We find often with dementia patients, they can vividly recall memories from decades ago from the early stages of their lives, but they have a lot of trouble with recent events. What is it that makes those older memories stick while the other new ones slip away?
Ribot's Law suggests that over time, somehow, our memories change complexion and older memories are somehow more solidified. The hypothesis is that memories are somehow nomadic. The memories that we think about more over and over again get refreshed. They become more durable and less likely to disappear with memory loss.
After the world championships, you weren't using all of these techniques as much. You were still using external memory devices. Are there any things in your life that you've noticed you are relying on your memory for now?
Well, first of all, there are certain things that there is not a good technology to replace memories. Remembering people's names. You can't just punch that into a cellphone very easily. … The truth is, when someone tells me a telephone number and I have the choice between committing it to memory or punching it into my cellphone, I'll punch it into my cellphone. Sometimes I'll try to remember stuff to keep a little bit active in all of this. When I go to the supermarket or something, I'll say, 'All right, this time you're not going to write down the shopping list; you're going to remember it,' so I don't totally lose my abilities. But there aren't that many opportunities to use one's memory in that sort of a way outside of schooling.
Beyond that age of schooling, why bother committing things to memory? Are there any uses that you've found?
These sorts of memory techniques are like a little sliver of what there is to be said about memory and remembering. I do think that our memories are the essence of who we are. I'm not talking about committing decks of cards to memory. I'm talking about making an effort to remember what's happening for oneself in one life. And that while the techniques I was using in the contest might not be that useful for getting around in the world, the general principles behind them are: Paying attention, first of all, is the most important. Figuring out what is colourful and interesting in a situation that you're in or in something that you're hearing, reading and figuring out how to integrate it.
There's a couple of cases where people seemed to have a natural knack for it - these savants.

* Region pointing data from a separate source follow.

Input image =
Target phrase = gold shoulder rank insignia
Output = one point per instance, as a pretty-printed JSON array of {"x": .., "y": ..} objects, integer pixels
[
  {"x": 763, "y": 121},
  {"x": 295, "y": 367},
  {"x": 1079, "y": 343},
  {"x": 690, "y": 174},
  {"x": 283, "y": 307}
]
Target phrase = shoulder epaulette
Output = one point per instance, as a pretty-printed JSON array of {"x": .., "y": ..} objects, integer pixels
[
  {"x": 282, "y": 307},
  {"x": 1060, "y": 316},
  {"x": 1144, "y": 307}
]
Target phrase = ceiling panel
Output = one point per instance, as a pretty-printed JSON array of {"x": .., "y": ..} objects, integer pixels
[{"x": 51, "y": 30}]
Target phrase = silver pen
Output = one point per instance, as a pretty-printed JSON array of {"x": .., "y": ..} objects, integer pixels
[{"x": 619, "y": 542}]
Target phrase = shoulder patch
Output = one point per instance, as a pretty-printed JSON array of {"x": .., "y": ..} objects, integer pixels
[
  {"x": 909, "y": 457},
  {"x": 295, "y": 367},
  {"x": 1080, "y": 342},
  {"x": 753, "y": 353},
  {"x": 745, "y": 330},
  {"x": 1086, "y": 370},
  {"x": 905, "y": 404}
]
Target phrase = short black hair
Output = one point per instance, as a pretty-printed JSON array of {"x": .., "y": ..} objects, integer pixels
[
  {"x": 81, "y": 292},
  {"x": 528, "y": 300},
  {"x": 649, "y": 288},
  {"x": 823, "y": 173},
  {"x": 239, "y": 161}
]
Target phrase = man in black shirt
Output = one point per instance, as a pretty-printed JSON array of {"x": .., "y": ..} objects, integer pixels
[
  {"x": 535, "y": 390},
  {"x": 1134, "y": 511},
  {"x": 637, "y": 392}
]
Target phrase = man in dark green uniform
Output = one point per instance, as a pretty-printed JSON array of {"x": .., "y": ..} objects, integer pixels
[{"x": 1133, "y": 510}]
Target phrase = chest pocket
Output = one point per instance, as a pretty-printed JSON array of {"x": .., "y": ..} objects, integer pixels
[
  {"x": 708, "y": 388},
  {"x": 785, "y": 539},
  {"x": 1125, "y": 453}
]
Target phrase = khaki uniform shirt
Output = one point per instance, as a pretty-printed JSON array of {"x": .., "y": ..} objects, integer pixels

The problem is that they couldn't grasp the art of forgetting. Why is there a value in forgetting things.
There's a beautiful, sad story written by a Russian psychologist named A.R. Luria about a patient called S, who supposedly remembered everything. S was an unproductive person. He couldn't really hold a job. He couldn't really make his way in the world because he just remembered too much. …Luria writes that it's actually forgetting that's the essence of thinking: It's paying attention to the things that are important and forgetting the things that aren't, because otherwise you're drowning in a sea of trivial things.
This interview has been condensed and edited.